First, they pose a risk to humans. In October 1999, the FDA issued a nation-wide public health warning after a number of people in Canada became sick when they came into contact with dog chew products made from pork and beef materials (e.g., pigs’ ears, smoked hooves, and pigs’ skins).
The products were contaminated with Salmonella infantis, a bacterium that infects humans and causes flu-like symptoms, including nausea, fever, vomiting, abdominal pain, and diarrhea. Although healthy adults can be protected from this infection by frequent hand washing, not every dog owner is so diligent.
Immunocompromised persons, including infants, children, pregnant women, the elderly, persons with human immuno-deficiency virus (HIV), and those who are donor organ recipients or are receiving chemotherapy, are at greater risk of infection and may suffer from life-threatening illness if exposed to Salmonella infantis.
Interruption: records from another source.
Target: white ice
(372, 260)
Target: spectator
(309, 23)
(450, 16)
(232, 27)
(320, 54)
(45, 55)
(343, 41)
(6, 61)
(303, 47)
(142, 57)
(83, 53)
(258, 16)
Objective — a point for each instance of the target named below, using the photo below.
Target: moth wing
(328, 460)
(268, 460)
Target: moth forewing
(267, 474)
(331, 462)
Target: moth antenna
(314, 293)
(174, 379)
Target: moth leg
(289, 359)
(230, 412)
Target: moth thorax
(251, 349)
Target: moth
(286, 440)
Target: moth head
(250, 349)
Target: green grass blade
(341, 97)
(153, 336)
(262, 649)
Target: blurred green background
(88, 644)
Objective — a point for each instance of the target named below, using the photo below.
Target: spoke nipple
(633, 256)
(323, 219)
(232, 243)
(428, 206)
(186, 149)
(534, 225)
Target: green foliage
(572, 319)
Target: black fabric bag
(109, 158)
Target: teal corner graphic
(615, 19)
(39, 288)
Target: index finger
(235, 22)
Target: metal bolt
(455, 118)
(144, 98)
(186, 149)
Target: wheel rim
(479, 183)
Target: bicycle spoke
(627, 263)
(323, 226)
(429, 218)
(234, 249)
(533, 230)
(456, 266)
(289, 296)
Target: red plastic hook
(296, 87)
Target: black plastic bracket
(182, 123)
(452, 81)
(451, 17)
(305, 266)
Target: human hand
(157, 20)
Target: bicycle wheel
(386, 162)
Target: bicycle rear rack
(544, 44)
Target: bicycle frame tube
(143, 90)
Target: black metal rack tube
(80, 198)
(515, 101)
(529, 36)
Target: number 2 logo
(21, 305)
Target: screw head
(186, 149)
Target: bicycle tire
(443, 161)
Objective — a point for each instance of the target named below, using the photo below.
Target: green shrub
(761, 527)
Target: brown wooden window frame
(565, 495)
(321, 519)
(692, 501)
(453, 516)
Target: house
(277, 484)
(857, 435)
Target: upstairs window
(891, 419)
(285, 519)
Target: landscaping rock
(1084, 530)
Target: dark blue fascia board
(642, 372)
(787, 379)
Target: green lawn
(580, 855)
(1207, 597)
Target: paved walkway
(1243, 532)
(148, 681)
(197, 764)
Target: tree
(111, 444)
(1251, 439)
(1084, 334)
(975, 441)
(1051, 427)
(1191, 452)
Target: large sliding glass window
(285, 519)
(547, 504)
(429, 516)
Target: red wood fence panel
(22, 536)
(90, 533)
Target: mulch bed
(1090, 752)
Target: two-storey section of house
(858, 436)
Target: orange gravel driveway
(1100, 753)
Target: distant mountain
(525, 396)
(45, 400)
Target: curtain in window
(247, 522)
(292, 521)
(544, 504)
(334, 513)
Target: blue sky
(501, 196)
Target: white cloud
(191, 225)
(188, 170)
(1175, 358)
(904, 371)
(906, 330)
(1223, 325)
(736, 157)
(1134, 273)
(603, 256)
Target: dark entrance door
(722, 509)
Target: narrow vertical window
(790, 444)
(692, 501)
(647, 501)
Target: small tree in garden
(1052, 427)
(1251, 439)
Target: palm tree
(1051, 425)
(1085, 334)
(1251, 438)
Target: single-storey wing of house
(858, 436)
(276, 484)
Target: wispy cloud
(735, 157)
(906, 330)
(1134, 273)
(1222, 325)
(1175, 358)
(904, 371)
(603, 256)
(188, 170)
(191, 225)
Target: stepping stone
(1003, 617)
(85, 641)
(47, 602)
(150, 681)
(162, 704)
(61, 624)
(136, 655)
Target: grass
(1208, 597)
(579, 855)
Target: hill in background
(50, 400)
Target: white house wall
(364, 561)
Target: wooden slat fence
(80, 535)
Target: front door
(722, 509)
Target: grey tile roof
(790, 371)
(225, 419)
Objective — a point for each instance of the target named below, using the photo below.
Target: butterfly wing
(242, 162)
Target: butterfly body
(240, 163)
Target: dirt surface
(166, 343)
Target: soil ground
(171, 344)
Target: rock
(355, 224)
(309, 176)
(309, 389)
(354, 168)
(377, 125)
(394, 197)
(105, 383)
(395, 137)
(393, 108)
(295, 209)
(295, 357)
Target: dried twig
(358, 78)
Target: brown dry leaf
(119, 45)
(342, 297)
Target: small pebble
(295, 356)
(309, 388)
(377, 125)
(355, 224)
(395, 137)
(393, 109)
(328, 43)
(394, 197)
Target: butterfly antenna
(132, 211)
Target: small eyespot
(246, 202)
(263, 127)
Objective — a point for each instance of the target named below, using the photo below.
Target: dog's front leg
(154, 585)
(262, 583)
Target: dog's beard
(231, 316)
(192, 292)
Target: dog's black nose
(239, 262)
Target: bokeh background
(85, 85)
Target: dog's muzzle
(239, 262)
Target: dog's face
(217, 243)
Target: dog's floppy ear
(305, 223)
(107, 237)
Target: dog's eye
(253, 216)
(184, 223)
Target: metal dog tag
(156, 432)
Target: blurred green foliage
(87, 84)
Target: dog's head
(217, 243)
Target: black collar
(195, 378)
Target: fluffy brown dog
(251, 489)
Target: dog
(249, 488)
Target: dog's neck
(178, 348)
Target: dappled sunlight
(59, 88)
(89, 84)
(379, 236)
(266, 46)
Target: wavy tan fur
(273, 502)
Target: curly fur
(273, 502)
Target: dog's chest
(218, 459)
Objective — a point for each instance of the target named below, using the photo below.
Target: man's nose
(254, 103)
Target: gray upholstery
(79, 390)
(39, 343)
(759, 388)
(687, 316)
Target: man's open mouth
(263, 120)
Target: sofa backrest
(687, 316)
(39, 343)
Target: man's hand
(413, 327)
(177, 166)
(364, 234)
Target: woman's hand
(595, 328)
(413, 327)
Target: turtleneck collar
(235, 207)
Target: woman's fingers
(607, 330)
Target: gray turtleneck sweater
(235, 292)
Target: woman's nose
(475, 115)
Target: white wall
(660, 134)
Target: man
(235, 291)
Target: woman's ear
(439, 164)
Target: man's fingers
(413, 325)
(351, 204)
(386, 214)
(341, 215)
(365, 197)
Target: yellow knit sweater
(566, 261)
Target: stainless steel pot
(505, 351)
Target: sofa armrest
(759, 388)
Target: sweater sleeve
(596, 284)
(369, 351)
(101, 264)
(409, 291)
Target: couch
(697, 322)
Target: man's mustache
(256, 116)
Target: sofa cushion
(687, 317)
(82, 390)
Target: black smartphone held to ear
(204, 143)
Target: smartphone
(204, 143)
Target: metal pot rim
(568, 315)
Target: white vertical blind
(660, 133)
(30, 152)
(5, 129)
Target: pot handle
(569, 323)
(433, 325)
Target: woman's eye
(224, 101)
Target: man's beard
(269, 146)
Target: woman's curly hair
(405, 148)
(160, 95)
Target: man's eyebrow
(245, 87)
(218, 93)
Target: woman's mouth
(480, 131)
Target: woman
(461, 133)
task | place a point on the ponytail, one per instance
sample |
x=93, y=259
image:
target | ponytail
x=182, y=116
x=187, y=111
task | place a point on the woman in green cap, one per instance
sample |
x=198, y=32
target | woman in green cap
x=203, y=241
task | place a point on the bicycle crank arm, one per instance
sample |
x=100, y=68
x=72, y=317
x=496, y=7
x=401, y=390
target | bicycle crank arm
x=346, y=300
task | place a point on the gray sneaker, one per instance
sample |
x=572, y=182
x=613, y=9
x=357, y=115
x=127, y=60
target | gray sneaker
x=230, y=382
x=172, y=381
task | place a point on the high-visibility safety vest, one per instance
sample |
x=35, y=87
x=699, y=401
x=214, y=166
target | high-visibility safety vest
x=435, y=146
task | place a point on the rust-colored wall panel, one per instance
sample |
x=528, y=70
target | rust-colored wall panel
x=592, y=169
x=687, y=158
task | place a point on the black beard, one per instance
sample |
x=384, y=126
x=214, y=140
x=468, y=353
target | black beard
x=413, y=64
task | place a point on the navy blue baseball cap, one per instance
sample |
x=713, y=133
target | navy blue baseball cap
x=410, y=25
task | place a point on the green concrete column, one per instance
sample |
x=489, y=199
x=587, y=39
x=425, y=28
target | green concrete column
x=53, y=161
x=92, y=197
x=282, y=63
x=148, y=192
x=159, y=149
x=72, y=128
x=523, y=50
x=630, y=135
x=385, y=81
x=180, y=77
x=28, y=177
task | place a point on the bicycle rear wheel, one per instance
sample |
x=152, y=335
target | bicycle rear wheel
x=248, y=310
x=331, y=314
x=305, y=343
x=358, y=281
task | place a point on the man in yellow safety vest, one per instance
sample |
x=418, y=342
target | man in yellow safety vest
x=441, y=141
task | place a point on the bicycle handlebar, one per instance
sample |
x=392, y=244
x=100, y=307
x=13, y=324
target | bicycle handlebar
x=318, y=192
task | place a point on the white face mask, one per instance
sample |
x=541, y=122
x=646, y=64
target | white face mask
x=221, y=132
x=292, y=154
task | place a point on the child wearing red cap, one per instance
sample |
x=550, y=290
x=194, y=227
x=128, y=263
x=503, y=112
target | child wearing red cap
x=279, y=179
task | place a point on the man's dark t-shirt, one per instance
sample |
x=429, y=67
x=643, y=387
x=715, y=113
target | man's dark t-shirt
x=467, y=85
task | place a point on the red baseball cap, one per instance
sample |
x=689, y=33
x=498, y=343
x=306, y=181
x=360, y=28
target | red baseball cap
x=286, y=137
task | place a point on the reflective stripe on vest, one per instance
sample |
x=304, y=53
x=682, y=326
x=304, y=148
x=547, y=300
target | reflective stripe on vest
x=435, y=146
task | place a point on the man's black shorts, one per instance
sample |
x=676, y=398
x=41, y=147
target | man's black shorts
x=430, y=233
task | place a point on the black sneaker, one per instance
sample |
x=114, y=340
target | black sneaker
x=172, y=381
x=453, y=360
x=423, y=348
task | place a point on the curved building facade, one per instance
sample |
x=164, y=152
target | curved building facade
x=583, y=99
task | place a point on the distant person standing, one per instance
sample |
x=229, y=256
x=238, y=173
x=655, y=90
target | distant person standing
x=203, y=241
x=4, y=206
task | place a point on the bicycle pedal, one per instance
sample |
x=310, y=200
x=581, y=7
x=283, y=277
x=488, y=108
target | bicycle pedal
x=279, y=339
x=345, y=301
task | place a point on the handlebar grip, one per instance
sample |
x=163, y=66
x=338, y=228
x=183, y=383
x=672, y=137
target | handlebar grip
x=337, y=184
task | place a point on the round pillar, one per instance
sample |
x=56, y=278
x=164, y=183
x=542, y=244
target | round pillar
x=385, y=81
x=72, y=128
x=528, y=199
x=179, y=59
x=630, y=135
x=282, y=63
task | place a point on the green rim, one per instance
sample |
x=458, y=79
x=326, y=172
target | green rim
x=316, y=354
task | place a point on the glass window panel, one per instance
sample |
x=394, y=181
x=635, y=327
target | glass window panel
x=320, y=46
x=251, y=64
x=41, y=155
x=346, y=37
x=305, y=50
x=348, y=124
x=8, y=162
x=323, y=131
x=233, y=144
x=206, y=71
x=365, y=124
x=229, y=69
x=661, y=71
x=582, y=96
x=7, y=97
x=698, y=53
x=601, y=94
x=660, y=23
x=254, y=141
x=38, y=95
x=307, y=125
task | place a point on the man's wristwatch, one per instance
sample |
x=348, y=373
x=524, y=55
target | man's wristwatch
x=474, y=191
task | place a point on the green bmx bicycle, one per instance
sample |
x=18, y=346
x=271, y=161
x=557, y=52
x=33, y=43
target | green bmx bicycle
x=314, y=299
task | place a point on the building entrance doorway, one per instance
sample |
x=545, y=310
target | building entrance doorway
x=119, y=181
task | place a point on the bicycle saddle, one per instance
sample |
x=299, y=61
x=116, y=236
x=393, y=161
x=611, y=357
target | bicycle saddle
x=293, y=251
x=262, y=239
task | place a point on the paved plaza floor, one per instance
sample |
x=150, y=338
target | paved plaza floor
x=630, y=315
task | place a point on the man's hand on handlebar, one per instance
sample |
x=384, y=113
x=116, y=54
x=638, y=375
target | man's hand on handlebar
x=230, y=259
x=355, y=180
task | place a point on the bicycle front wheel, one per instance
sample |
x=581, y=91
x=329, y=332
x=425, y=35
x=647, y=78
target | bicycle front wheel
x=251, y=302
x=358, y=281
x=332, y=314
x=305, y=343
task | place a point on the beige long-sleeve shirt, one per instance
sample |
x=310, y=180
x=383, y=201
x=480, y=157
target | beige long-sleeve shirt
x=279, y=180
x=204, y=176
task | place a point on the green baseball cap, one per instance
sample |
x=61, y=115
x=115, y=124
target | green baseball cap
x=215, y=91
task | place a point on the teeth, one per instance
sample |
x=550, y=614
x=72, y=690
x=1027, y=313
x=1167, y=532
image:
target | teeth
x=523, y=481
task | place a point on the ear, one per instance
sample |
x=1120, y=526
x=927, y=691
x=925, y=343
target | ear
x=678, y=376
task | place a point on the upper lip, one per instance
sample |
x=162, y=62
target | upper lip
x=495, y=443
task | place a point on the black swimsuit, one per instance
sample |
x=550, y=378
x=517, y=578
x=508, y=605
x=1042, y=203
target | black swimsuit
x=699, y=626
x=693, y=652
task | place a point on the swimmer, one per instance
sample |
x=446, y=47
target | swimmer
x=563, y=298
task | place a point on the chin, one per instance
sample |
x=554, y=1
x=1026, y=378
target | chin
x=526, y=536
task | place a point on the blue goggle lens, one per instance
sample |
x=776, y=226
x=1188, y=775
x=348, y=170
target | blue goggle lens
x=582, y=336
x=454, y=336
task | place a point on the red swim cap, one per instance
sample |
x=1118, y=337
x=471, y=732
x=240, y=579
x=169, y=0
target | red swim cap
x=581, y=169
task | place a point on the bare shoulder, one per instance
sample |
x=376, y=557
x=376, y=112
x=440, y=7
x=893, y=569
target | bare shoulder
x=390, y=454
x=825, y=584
Second, these types of products can cause harm to dogs. Large pieces can become lodged in a dog’s digestive system, causing partial or complete blockage that requires surgical removal. Although many dogs can tolerate these treats with no ill effects, a significant number cannot.
They suffer from diarrhea, vomiting, flatulence, and pancreatitis. Manufacturing practices for such products are also not well monitored, especially for those products made in other countries — toxic preservatives such as arsenic have been used in their manufacture.